Looking for simple ways to teach vocabulary to your toddler, especially when you’re dealing with a speech delay? We have you covered! As a parent, you wait with baited breath for your baby’s first word. Will it be “Mama,” “Dada,” or something else entirely? Once that first word comes out, for most kiddos, it’s only a matter of time before others will follow. Even if your toddler’s speech is not delayed, you may be curious what you can do to increase your toddler’s vocabulary. If your toddler’s speech is delayed, keep in mind that for most typically developing children, they comprehend words sooner than they can make the speech sounds to say the words themselves.
7 Ways to Teach Vocabulary to Your Toddler
Get in the habit of practicing speech and vocabulary with your child each day.
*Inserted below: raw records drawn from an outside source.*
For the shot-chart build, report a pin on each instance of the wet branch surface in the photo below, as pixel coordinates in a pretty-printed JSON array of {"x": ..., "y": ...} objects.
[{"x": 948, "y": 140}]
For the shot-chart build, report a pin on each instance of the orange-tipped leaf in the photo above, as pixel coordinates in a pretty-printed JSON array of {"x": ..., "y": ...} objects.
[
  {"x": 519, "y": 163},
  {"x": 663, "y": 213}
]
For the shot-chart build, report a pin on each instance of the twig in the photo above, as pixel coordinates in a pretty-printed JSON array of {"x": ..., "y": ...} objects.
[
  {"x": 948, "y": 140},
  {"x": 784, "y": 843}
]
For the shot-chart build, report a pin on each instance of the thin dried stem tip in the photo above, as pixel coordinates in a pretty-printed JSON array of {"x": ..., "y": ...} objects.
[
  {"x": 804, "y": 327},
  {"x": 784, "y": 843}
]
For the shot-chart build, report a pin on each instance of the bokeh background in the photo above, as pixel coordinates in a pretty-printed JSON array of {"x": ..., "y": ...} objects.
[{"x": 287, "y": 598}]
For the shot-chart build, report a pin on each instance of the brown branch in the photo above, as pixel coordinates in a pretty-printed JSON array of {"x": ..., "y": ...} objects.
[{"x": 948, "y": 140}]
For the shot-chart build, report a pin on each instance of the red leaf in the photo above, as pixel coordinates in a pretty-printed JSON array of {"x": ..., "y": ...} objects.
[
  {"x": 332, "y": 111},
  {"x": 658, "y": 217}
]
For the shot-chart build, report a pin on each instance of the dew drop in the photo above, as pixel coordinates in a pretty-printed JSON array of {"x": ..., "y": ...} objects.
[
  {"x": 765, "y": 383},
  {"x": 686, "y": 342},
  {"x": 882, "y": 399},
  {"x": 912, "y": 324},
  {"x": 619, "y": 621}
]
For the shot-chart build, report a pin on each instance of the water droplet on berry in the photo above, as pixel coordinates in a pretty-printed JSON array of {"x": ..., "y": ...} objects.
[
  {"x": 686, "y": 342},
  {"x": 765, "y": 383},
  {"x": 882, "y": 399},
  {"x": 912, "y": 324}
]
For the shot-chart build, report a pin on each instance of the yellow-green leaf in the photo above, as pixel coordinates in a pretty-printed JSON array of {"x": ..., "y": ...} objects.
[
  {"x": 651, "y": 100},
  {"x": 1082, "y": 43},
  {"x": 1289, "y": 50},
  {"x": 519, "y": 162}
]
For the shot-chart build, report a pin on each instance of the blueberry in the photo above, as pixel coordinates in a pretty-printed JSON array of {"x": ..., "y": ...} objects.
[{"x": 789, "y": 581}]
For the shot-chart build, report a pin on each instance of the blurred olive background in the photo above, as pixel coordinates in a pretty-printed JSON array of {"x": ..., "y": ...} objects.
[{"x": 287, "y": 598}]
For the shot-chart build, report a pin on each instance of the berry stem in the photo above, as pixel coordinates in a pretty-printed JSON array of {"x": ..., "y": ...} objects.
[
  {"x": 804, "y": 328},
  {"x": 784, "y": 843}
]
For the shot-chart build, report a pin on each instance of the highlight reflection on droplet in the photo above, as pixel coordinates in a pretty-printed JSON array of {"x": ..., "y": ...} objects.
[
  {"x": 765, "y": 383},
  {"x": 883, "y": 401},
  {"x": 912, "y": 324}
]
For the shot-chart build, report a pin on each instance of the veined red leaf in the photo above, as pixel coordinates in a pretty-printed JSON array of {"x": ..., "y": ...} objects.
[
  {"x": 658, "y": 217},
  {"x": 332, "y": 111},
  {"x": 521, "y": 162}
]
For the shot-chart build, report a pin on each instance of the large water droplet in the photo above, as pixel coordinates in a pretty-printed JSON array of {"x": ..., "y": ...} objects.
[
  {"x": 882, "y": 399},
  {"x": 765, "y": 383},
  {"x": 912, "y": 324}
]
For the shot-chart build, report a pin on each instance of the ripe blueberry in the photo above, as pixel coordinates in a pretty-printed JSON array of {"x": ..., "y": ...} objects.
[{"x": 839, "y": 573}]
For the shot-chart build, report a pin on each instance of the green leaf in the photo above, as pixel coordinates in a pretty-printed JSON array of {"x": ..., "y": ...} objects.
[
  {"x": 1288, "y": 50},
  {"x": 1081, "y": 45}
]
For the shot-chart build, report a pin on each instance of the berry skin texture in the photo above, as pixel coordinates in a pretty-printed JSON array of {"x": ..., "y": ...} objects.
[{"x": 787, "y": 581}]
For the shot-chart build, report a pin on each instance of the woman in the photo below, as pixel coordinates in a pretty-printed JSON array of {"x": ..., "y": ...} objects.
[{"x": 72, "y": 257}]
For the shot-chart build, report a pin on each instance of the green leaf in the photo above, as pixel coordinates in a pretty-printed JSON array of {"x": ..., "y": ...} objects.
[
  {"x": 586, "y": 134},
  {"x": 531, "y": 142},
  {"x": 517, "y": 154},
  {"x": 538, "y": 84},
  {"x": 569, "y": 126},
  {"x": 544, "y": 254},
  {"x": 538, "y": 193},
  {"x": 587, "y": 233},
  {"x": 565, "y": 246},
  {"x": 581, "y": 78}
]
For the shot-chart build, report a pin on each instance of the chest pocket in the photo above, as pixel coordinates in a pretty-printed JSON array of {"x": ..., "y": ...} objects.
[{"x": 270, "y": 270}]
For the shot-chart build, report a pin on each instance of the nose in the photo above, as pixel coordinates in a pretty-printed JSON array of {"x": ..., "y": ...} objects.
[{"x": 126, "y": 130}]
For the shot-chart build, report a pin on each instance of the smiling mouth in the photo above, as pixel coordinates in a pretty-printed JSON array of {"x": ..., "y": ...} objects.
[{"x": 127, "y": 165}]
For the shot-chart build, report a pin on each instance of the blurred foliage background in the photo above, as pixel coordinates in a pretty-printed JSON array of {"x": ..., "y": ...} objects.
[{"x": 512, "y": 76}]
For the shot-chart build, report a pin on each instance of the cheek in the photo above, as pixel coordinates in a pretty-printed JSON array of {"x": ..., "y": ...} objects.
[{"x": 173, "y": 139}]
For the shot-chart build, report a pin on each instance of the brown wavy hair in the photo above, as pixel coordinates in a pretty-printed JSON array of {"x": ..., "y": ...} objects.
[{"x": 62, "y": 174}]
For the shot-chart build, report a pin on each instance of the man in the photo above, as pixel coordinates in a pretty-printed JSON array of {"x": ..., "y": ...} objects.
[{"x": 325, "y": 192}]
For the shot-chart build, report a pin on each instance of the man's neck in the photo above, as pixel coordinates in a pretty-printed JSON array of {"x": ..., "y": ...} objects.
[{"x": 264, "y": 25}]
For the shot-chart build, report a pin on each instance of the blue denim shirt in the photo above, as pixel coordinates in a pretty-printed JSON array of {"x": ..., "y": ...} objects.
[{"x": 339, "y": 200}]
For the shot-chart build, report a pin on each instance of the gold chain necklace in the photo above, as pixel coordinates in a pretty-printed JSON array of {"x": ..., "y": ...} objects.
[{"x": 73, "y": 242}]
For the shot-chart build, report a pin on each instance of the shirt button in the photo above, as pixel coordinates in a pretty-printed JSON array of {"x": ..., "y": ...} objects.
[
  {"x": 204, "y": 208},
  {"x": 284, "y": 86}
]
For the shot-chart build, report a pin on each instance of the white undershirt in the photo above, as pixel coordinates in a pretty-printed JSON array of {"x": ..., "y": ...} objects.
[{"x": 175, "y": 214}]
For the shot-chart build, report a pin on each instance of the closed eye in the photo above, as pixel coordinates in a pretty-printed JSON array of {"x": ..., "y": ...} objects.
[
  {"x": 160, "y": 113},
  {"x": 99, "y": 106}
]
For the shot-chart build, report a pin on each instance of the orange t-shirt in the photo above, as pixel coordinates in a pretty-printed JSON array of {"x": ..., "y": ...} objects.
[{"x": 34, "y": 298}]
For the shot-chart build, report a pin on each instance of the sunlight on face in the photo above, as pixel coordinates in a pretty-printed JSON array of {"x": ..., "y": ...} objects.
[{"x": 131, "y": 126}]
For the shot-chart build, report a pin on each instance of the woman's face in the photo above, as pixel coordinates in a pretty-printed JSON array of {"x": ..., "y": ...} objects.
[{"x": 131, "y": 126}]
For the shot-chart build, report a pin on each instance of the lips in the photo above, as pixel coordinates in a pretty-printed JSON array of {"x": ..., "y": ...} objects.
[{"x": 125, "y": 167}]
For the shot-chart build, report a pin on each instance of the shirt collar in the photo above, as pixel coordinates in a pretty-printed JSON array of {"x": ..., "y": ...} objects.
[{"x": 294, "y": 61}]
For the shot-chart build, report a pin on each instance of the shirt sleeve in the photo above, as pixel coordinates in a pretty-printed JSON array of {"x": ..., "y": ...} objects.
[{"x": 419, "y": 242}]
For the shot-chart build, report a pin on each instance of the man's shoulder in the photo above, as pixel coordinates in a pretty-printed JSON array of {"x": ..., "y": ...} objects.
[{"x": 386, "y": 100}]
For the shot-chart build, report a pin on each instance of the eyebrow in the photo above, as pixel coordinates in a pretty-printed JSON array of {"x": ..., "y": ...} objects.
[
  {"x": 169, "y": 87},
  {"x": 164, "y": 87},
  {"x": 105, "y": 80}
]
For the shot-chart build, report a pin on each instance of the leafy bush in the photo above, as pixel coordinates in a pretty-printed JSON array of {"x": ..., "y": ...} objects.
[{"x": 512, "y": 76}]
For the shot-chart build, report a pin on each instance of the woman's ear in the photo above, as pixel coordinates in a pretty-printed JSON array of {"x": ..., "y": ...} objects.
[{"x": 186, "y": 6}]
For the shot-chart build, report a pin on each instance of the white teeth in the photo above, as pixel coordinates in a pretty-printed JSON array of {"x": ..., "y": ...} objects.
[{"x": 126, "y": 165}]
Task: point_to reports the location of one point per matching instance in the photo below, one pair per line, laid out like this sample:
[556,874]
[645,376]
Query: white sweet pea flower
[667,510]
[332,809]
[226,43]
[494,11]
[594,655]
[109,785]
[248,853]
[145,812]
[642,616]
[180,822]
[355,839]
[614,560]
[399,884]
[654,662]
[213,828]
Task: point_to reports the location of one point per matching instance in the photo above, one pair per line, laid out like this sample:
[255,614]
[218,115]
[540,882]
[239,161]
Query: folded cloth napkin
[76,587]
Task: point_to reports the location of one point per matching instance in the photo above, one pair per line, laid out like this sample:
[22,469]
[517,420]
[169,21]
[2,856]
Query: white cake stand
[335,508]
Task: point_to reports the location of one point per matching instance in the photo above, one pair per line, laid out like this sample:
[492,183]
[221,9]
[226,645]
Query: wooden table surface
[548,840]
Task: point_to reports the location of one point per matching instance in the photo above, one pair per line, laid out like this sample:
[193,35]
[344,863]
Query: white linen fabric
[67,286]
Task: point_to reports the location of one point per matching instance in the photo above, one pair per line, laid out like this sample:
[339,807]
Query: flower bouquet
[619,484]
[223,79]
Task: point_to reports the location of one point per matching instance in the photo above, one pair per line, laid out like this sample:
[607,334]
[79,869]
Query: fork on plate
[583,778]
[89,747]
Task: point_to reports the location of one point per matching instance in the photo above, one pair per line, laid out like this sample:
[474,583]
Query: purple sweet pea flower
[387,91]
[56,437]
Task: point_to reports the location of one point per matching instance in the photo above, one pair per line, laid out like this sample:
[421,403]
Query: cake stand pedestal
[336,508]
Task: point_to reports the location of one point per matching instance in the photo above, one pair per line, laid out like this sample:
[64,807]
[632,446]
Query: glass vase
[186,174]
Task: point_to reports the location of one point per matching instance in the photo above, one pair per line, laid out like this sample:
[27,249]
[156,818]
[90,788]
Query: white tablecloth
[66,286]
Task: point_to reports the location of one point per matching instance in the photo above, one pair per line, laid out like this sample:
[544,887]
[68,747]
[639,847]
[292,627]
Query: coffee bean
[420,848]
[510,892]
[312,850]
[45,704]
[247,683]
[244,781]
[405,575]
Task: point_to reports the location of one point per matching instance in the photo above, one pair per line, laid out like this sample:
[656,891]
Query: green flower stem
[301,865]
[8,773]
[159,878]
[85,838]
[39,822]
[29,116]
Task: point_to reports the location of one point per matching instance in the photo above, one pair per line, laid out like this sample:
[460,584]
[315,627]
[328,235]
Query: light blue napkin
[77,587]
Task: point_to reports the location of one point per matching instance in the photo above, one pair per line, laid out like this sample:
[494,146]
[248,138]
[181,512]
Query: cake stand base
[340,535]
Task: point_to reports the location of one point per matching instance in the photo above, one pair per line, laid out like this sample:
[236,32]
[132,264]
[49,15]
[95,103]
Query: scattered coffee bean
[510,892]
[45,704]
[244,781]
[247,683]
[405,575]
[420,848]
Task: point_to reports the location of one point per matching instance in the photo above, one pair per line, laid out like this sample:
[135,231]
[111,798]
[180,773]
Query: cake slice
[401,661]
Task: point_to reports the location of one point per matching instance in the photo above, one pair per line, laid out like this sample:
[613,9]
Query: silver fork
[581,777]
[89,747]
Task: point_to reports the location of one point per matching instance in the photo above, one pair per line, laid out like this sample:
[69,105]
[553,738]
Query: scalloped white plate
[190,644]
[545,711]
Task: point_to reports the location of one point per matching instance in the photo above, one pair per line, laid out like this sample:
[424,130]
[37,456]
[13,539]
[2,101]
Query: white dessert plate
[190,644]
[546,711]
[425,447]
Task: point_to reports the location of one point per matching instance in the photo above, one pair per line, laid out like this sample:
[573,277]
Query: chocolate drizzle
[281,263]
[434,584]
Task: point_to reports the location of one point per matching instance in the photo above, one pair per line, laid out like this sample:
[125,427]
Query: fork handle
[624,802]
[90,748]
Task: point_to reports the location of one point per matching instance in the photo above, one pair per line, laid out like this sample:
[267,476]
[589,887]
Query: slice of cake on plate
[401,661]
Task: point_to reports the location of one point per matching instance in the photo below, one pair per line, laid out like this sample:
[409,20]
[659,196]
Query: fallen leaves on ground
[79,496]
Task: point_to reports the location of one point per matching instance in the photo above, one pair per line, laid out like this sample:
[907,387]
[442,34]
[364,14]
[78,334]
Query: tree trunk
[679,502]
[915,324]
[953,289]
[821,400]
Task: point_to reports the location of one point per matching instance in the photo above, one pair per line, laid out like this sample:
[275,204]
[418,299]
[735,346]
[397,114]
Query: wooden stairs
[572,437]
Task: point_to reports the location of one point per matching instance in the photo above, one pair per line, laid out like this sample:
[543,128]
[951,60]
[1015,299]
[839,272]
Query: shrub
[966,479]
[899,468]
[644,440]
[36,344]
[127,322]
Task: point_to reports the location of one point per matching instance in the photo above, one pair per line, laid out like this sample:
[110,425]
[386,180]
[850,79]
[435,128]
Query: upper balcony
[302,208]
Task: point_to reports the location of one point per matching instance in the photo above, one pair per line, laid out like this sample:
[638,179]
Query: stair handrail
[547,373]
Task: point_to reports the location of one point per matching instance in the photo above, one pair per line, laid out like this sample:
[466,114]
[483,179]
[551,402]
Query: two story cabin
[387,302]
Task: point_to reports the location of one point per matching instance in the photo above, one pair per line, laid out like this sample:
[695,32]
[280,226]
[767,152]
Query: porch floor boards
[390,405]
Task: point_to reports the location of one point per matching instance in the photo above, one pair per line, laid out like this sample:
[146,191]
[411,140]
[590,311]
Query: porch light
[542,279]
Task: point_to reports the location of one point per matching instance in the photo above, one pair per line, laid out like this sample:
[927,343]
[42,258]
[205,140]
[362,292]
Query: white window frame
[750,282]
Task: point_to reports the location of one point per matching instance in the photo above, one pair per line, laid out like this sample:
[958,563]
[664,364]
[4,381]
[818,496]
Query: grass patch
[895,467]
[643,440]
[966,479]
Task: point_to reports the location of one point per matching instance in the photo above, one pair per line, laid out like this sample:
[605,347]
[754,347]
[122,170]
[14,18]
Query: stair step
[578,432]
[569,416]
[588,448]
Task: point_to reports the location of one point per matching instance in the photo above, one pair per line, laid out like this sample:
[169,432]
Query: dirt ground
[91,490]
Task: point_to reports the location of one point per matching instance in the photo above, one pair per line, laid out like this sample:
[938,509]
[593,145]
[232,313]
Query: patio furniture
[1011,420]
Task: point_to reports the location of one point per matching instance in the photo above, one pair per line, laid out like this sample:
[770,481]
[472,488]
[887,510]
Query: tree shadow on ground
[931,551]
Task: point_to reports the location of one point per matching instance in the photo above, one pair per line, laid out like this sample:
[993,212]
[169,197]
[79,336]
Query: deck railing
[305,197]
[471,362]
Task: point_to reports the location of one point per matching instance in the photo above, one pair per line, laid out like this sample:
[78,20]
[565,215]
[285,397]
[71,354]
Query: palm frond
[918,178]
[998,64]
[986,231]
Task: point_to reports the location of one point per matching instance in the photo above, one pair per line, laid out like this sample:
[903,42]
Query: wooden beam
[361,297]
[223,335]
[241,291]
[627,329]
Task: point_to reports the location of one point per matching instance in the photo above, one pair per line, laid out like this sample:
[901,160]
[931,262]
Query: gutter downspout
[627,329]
The more you do, the more natural it will become, and your child will be talking up a storm in no time!
- Talk to your toddler as much as you can. It may feel silly to talk non-stop, but that is one of the best things you can do to help your child’s speech develop. Describe what you’re doing throughout the day – starting with how you insert the coffee filter, scoop the coffee, pour in the water, and press the button. During the bath, name each body part as you wash it. Pretend you’re in a cooking show while you make dinner and explain what you’re doing (stopping to allow your little one to smell the ingredients and talking about how each item smells).
- Don’t use baby talk. I’m not referring to parentese (which actually has been shown to be good for your baby’s language development). I am talking about actual baby talk – calling items by incorrect names (such as calling a bottle a “ba-ba”). Baby talk does not benefit your baby; it is important for their vocabulary development that you use the proper words for items.
- Invest in vocabulary books. There are some fantastic vocabulary books out there, with a great variety of words and subjects. Look for the ones that have real photos rather than animated pictures – the real photos help your toddler make the connection when they see an item in real life. Don’t worry if the vocabulary seems too advanced – you’ll be surprised what your toddler picks up! We had one vocabulary book focused on animals with some really obscure ones that I didn’t even know, but my son sure was able to tell people what a budgerigar was!
- Repeat, and repeat again. Repetition is key at this age. Use a new vocabulary word often and make a few connections with it. For example, “Oh look – there’s a squirrel! Do you see the squirrel’s bushy tail? Look how quickly the squirrel scampers up the tree! Bye, bye Mr. Squirrel!”
- Use descriptive language. In the squirrel example above, adding in “bushy” when describing his tail helps your toddler see what bushy means – the opportunity would have been missed if you just said “do you see the squirrel’s tail?” You also could have said, “the squirrel runs up the tree, but “scampers” is so much more descriptive of what a squirrel does!
- Play games. Kids love games – when learning is fun, they will retain so much more! When you are in the car, play “I spy” with your toddler. At first, she may not be able to name the things she sees, but she’ll get there quickly.
- Read every single day. The single most important thing you can do to develop your child’s language skills is read to him. Make reading part of your daily routine, and stick to it. Some kids love books and want to hold and look at them, but that’s not enough – make sure they hear you reading aloud to them every day.
Your toddler’s language skills are emerging, and before long, you’ll start to see your effort pay off. Don’t worry – the constant questions will start soon enough!